As he would draw it. Long stay’d he so.

At last, a little shaking of mine arm,

And thrice his head thus waving up and down,

He rais’d sign so piteous and profound

As it did seem to shatter all his bulk

And end his being. That done, he lets me go,

And with his head over his shoulder turn’d

He seem’d to find his way without his eyes,

For out o’doors he went without their hel.p

And to the last bended their light on me.

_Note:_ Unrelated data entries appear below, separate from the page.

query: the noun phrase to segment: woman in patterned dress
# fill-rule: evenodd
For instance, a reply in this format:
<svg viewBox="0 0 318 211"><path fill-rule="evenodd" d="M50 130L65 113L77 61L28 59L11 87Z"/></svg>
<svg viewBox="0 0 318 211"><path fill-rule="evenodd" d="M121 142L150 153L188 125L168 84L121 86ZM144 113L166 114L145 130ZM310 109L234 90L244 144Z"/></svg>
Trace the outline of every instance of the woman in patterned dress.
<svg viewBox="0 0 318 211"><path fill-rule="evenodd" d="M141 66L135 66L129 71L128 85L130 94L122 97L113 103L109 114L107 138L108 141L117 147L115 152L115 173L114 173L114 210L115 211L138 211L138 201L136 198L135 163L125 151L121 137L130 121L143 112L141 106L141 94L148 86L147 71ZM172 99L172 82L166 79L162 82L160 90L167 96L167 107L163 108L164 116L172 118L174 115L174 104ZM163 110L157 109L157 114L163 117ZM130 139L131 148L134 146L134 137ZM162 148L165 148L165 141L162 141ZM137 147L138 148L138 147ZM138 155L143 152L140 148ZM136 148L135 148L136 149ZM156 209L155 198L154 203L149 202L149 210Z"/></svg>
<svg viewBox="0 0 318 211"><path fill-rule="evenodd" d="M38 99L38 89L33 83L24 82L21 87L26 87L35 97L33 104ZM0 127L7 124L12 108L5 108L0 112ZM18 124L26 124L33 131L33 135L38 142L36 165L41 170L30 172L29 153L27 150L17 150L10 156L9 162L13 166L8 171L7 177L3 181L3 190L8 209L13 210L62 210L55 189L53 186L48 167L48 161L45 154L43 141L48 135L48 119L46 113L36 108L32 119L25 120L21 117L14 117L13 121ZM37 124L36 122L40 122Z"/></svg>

His actions show him giving bidding Ophelia farewell. His succeeding actions show indifference perhaps to hide his emotions of to help Ophelia get over him. He does not mention her in his soliloquy directly for he was talking in general terms. He does mention love and heartaches but such can refer to any other person. He was talking in generalities. He never did mention him after the funeral because he had other concerns more important than lamenting on loves lost. At the funeral he spoke these words:

What is he whose grief

Bears such an emphasis? Whose phrase of sorrow

Conjures the wand’ring stars, and makes them stand

Like wonder-wounded hearers? This is I,

Hamlet the Dane.

xxx

I lov’d Ophelia. Forty thousand brothers

Could not (with all their quantity of love)

Make up my sum. What wilt thou do for her?

xxx

Be buried quick with her, and so will I.

II

Hamlet is not mad. He even says:

“My pulse as doth temperately keep time

And makes as healthful music. It is not madness

That I have utt’red. Bring me to the test”

He merely acts as he is in order that his ways will not be questioned nor will it be banned or forbidden. By doing this he is within the castle walls and is able to observe the King. As they say, “it is good to keep your friends close but even better to keep your enemies closer.”When he was already making comments or observations the King was quick to make provisions to send him to England.

Hamlet had a plan but he and the audience did not expect that it will end as such. Hamlet could not express a well laid plan to the audience for he was acting as a mad man. It is a technique in writing that keeps the audience in suspense as to what are the details of his real plan is or its execution? Even now as we read it, decades after it was written we are still left thinking and speculating. I believe he was not insane as evidenced by the fact that at his death he wanted Horacio to tell his cause and that he did right. He was right.

I am dead, Horatio.

xxx That are mutes or audience to this act,

xxx Thou liv’st. report me and my cause aright

To the unsatisfied.

The need to tell others shows that he is concerned for his reputation. He even

implores the audience to tell his story. A madman would not in the least bit care.

III

Why can Hamlet be ruthless with the likes of Polonius, Rosencrantz and Guildenstern and yet he seems incapable of acting against Claudius?

There are two probable reasons why Hamlet was ruthless to Polonious, Rosencrantz and Guildenstern.

The first is because these men are below him in rank. This being the case, they are no concern of his. As they say, Royalty and Servants do not mix.” But this is inconsistent with how he treats Rosencrantz and Guildenstern at the earlier part of the play. He calls them,

“My excellent good friends!

How dost thou, Guildenstern?

Ah, Rosencrantz! Good lads, how do ye both?”

Another probable reason is that Hamlet was already so engrossed in his present concerns that he cannot think beyond that. This would explain how he treated Ophelia and rest of the characters in the play. He placed his full concentration more on his mother, the King and his plan for revenge. His soliloquy tells of his struggle to give up all for his forthcoming revenge.

He cannot directly move against Claudius. But to kill a king or to bring him to justice is a monumental task. He has the court to contend with, who will all side with the king unless he has strong proof of the Kings guilt. Even his mother would not come to his side, the fact that he married his uncle the new King means that she does not suspect him of killing the king. What he needed was strong proof which he did not have.